Question

A steel tape measures the length of a copper rod as \[90\,cm\] when both are at ${10^0}C$ the calibration temperature for the tape. What would the tape read for the length of the rod when both are at ${30^0}C$ ? Given for steel, $\alpha = 1.2 \times {10^{ - 5}}{C^{ - 1}}$ and for copper $\alpha = 1.7 \times {10^{ - 5}}{C^{ - 1}}$
A. $90.01\,cm$
B. $89.90\,cm$
C. $90.22\,cm$
D. $89.80\,cm$

Answer 1

Hint:In order to solve this question, we will use the concept of linear expansion of metals on heating which states that, on heating a metal its linear dimension gets increased and its directly proportional to the temperature to which it is raised.

Formula used:
Mathematically linear expansion written as,
${L^1} = L(1 + \alpha \Delta T)$
where, ${L^1}$ is the new length when temperature is raised by $\Delta T$ with original length of $L$ . Here, $\alpha$ is known as the coefficient of linear expansion and its unit is $^0{C^{ - 1}}$ .

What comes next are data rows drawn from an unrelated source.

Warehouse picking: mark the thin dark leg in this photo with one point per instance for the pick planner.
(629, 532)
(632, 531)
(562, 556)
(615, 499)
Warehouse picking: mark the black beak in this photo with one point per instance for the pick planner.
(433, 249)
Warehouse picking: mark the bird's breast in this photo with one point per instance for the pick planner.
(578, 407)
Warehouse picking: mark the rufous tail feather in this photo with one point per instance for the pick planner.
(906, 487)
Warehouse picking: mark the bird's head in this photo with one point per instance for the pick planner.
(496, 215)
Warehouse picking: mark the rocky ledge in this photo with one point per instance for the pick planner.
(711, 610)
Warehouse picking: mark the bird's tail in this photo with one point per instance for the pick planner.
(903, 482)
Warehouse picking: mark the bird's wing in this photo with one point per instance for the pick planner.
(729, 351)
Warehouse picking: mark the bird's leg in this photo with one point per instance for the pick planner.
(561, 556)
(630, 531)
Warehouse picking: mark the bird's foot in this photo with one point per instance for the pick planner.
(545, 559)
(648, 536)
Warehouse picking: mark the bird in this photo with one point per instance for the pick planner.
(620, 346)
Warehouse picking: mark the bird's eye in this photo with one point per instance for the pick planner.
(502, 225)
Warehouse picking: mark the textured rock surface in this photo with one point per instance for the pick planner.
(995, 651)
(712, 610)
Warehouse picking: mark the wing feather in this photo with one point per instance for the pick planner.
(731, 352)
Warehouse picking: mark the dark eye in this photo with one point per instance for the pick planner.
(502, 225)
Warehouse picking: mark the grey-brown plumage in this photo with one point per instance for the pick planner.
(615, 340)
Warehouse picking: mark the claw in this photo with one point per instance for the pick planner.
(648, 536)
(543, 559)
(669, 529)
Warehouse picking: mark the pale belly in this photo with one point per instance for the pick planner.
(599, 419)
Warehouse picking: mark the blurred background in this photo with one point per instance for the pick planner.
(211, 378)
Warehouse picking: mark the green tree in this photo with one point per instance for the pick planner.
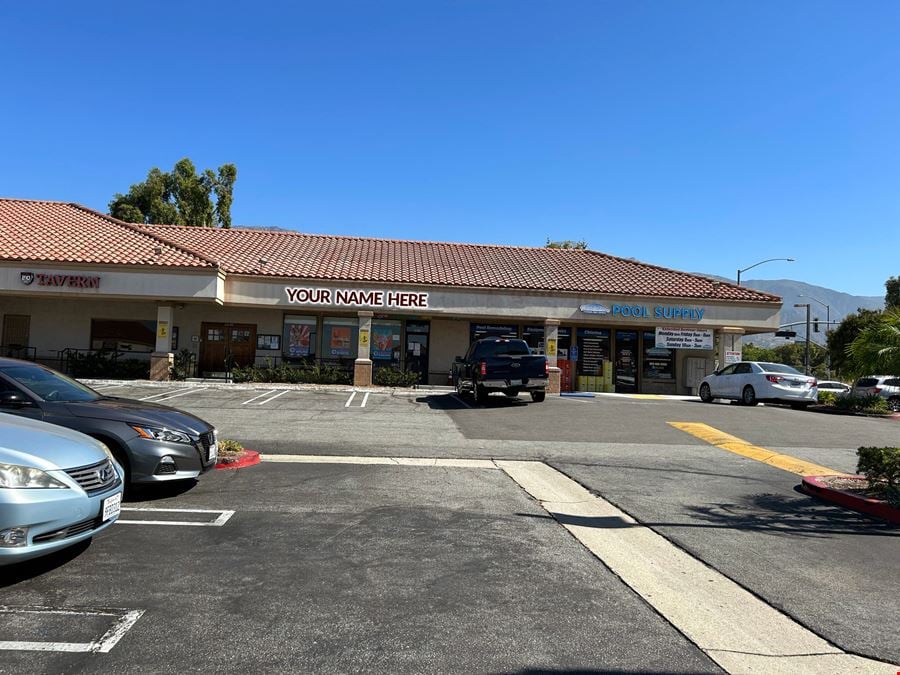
(846, 332)
(892, 292)
(182, 197)
(567, 243)
(876, 350)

Complete step by step answer:
Since, we have given that the value of coefficients of linear expansion for steel ${\alpha _{steel}} = 1.2 \times {10^{ - 5}}{C^{ - 1}}$ and for copper its ${\alpha _{copper}} = 1.7 \times {10^{ - 5}}{C^{ - 1}}$ and we can see that ${\alpha _{copper}} > {\alpha _{steel}}$ which shows Copper will lengthen more as compared to steel as increased length is directly proportional to the coefficient of linear expansion in the formula ${L^1} = L(1 + \alpha \Delta T)$ .

Let us suppose that the final increased length of the copper and steel will be ${L_{copper}}$ and ${L_{steel}}$ . And it’s given that both together have an initial length of ${L_0} = 90cm$ and now, let us put the values of parameters in the formula ${L^1} = L(1 + \alpha \Delta T)$ for both steel and copper as:
${L_{copper}} = {L_0}(1 + {\alpha _{copper}}\Delta T) \to (i)$ And for steel its
$\Rightarrow {L_{steel}} = {L_0}(1 + {\alpha _{steel}}\Delta T) \to (ii)$
Subtract the equation $(ii)\,from\,(i)$ we get,
${L_{copper}} - {L_{steel}} = {L_0}({\alpha _{copper}} - {\alpha _{steel}})\Delta T$

Put the value of ${L_0} = 90cm$ and the increased temperature as given in question is $\Delta T = (30 - 10) = {20^0}C$ so put
$\Delta T = {20^0}C$ And ${L_0} = 90\,cm$ in equation ${L_{copper}} - {L_{steel}} = {L_0}({\alpha _{copper}} - {\alpha _{steel}})\Delta T$ we get,
${L_{copper}} - {L_{steel}} = 90 \times (1.7 - 1.2){10^{ - 5}} \times 20$
$\therefore {L_{copper}} - {L_{steel}} = 90.01cm$
So, the net increased length which will be read on tape is ${L_{copper}} - {L_{steel}} = 90.01\,cm$ .

Hence, the correct option is A.

Note: It should be remembered that, for every particular given material the value of coefficient of linear expansion $\alpha $ is different and larger the value of $\alpha $ larger the extension of length of the material on increasing the temperature. It should be noted that when material expands in area its expansion coefficient is known as coefficient of surface area expansion and denoted by $\beta $ and in case of volume expansion, it’s called coefficient of volume expansion and it’s denoted by $\gamma $.